L’INTERESSE DI USA E CINA
Da una parte, entrambe le potenze avrebbero un certo interesse a cessare le ostilità tariffarie: soprattutto per problemi legati alla politica interna. Trump ha riscontrato grane soprattutto sul fronte agricolo. La guerra dei dazi con Pechino ha infatti assestato un duro colpo all’esportazione di soia americana. Un fattore problematico, che rischia di avere delle ripercussioni negative per il presidente statunitense anche in termini elettorali. Non dimentichiamo che, nel 2016, la maggior parte degli Stati agricoli appoggiò l’ascesa politica del magnate newyorchese. E adesso questo malcontento tariffario potrebbe azzopparlo in vista della campagna elettorale per le presidenziali del 2020. Anche per tale ragione, Trump sta stanziando da due anni forti sussidi pubblici a favore degli agricoltori americani. Una misura cui qualche senatore repubblicano ha guardato tuttavia con non poco fastidio. Lo stesso Xi Jinping, dal canto suo, sta riscontrando non pochi grattacapi. Come ha riportato Bloomberg a inizio giugno, la guerra dei dazi sta producendo una serie di conseguenze profondamente negative per il sistema economico cinese. Il settore manifatturiero ha rallentato vertiginosamente, mentre – lo scorso maggio – lo yuan è sceso del 2,5%. E, dalle parti di Pechino, dati preoccupanti si iniziano a registrare anche in termini di occupazione. Un fattore, quest’ultimo, che potrebbe comportare effetti destabilizzanti anche a livello politico. Se la leadership interna di Xi Jinping resta per il momento abbastanza salda, la preoccupazione sta comunque aumentando. E il presidente cinese inizia a temere che prima o poi possa cominciare a manifestarsi qualche inquietante turbolenza interna.
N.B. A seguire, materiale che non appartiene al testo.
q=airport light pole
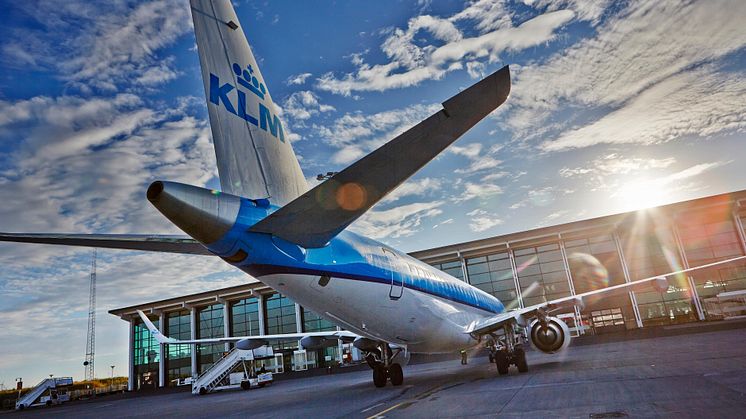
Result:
[16,377,23,403]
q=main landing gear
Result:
[490,324,528,375]
[365,343,404,387]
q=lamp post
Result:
[109,365,114,391]
[16,377,23,403]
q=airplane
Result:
[0,0,746,387]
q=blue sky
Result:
[0,0,746,385]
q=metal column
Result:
[256,294,266,336]
[189,307,199,378]
[557,234,585,335]
[612,232,642,329]
[733,213,746,254]
[456,251,471,284]
[508,248,525,308]
[158,312,168,387]
[295,303,303,334]
[223,300,233,352]
[671,221,705,321]
[127,319,135,391]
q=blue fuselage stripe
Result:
[242,264,502,314]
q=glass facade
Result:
[514,243,570,307]
[432,261,464,281]
[197,304,225,374]
[301,307,337,332]
[564,234,637,333]
[132,317,160,390]
[230,297,260,336]
[120,193,746,389]
[620,212,697,326]
[264,294,298,352]
[301,307,339,368]
[677,211,746,319]
[166,310,192,386]
[466,252,520,310]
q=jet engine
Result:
[531,317,570,354]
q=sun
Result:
[611,179,670,211]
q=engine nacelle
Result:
[352,336,379,352]
[236,339,269,351]
[531,317,570,354]
[300,336,339,350]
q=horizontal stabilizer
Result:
[0,233,212,255]
[250,66,510,248]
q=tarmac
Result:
[6,328,746,419]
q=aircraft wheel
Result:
[389,364,404,386]
[495,350,510,375]
[373,365,388,388]
[513,348,528,372]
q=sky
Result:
[0,0,746,386]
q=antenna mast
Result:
[83,248,96,381]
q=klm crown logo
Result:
[210,63,285,143]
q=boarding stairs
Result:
[192,346,272,394]
[16,377,73,410]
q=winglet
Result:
[249,66,510,248]
[137,310,178,343]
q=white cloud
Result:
[448,143,502,174]
[510,186,575,210]
[317,1,575,96]
[523,0,612,25]
[350,201,443,240]
[314,104,442,165]
[285,73,311,86]
[559,153,676,178]
[453,182,503,202]
[466,209,503,233]
[381,177,442,203]
[283,90,335,121]
[2,0,191,93]
[541,69,746,151]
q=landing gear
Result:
[389,364,404,386]
[489,325,528,375]
[373,365,388,387]
[365,343,404,388]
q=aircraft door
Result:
[381,247,404,300]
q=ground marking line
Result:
[366,402,404,419]
[360,403,383,413]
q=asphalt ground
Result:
[6,328,746,419]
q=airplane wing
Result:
[0,233,212,256]
[467,256,746,336]
[249,66,510,248]
[137,310,359,349]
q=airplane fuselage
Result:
[203,198,504,353]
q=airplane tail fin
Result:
[191,0,308,206]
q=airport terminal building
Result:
[110,190,746,390]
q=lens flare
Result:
[336,182,368,211]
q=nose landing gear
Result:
[365,343,404,388]
[490,325,528,375]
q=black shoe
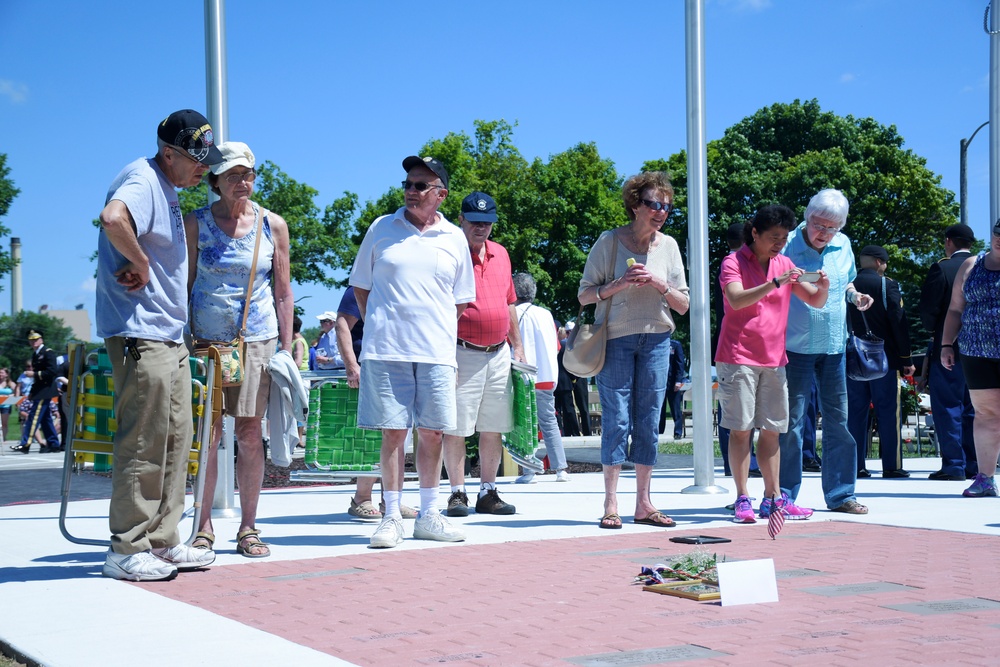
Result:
[927,470,965,482]
[445,491,469,516]
[476,489,516,514]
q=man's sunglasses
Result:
[403,181,444,192]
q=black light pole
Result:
[958,121,990,230]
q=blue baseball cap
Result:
[462,192,497,223]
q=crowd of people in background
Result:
[11,105,988,581]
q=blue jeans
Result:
[779,352,858,509]
[597,334,670,466]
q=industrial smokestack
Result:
[10,237,23,315]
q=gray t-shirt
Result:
[97,158,188,343]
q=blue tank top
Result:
[958,255,1000,359]
[191,204,278,341]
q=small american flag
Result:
[767,496,785,540]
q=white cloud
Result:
[0,79,28,104]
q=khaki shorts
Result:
[715,363,788,433]
[222,338,278,417]
[445,345,514,438]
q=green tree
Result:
[0,310,73,377]
[644,100,958,346]
[0,153,21,290]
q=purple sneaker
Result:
[760,493,812,520]
[733,496,757,523]
[962,472,997,498]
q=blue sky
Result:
[0,0,989,340]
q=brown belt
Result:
[458,338,507,352]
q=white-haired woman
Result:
[780,189,873,514]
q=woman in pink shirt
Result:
[715,205,830,523]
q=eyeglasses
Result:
[226,169,257,185]
[403,181,444,192]
[809,220,840,236]
[639,199,673,215]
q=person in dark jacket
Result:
[918,225,979,481]
[847,245,914,479]
[12,331,63,454]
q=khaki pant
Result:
[105,336,193,554]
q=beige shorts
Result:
[445,345,514,438]
[715,363,788,433]
[222,338,278,417]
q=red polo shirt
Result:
[458,239,517,345]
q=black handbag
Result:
[846,310,889,382]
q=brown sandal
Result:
[236,528,271,558]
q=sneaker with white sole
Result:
[153,544,215,572]
[102,551,177,581]
[368,516,403,549]
[413,512,465,542]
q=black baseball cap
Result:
[861,245,889,262]
[403,155,448,190]
[462,192,497,223]
[944,225,976,243]
[156,109,222,165]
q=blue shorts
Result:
[358,359,455,431]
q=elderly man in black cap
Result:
[847,245,914,479]
[97,109,222,581]
[918,225,979,482]
[11,331,66,454]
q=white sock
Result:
[382,490,403,520]
[420,486,438,516]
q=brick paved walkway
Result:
[136,521,1000,667]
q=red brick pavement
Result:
[136,521,1000,667]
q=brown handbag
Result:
[195,210,264,387]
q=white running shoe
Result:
[153,544,215,572]
[368,516,403,549]
[413,512,465,542]
[102,551,177,581]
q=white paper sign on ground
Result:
[717,558,778,607]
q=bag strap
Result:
[239,205,267,338]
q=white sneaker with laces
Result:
[102,551,177,581]
[413,512,465,542]
[153,544,215,571]
[368,516,403,549]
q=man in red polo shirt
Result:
[444,192,524,516]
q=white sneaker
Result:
[368,516,403,549]
[153,544,215,571]
[413,512,465,542]
[102,551,177,581]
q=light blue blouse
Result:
[782,222,858,354]
[191,204,278,341]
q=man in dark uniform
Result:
[847,245,913,479]
[14,331,62,454]
[919,225,979,481]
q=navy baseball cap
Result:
[462,192,497,223]
[403,155,448,190]
[156,109,222,165]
GLI ASPETTI DIVISIVI SUL TAVOLO
Se ragioni per un disgelo ce ne sono, gli aspetti divisivi continuano comunque a rimanere sul tavolo. Con la guerra dei dazi, Trump ha effettuato forse la più grande scommessa della sua presidenza. Ragion per cui, obiettivo del magnate è o raggiungere il miglior accordo possibile o far saltare definitivamente il tavolo. Una eventuale via di mezzo non verrebbe infatti capita in patria, esponendo tra l’altro il magnate all’accusa di non risultare quel grande negoziatore che ha sempre detto di essere. In questo senso, Trump ha progressivamente aumentato la pressione su Pechino, intrecciando – nelle scorse settimane – la questione commerciale con quella tecnologico-militare del 5G. Non sarà del resto un caso che il magnate si sia detto disponibile a risolvere il dossier Huawei all’interno di un più generale accordo commerciale con la Repubblica Popolare. Xi Jinping, dal canto suo, non è rimasto con le mani in mano. Per alleggerire la pressione americana, il presidente cinese ha rafforzato poche settimane fa i propri legami commerciali con il presidente russo, Vladimir Putin, da lui definito “il mio migliore amico”. Senza poi trascurare che sarà proprio Huawei a sviluppare la rete 5G in Russia: uno schiaffo, neppur tanto velato, al bando recentemente emesso dalla Casa Bianca. Xi sta insomma cercando di costituire un arco di alleanze internazionali che gli consenta di tollerare il peso dei dazi americani e – soprattutto – che gli conferisca un maggior potere contrattuale nei negoziati con Trump. È forse in questo senso che va letto il recente riavvicinamento della Cina alla Corea del Nord: non è detto quindi che la questione della denuclearizzazione della penisola coreana non possa intersecarsi con il dossier dei dazi. Osaka ce lo dirà presto.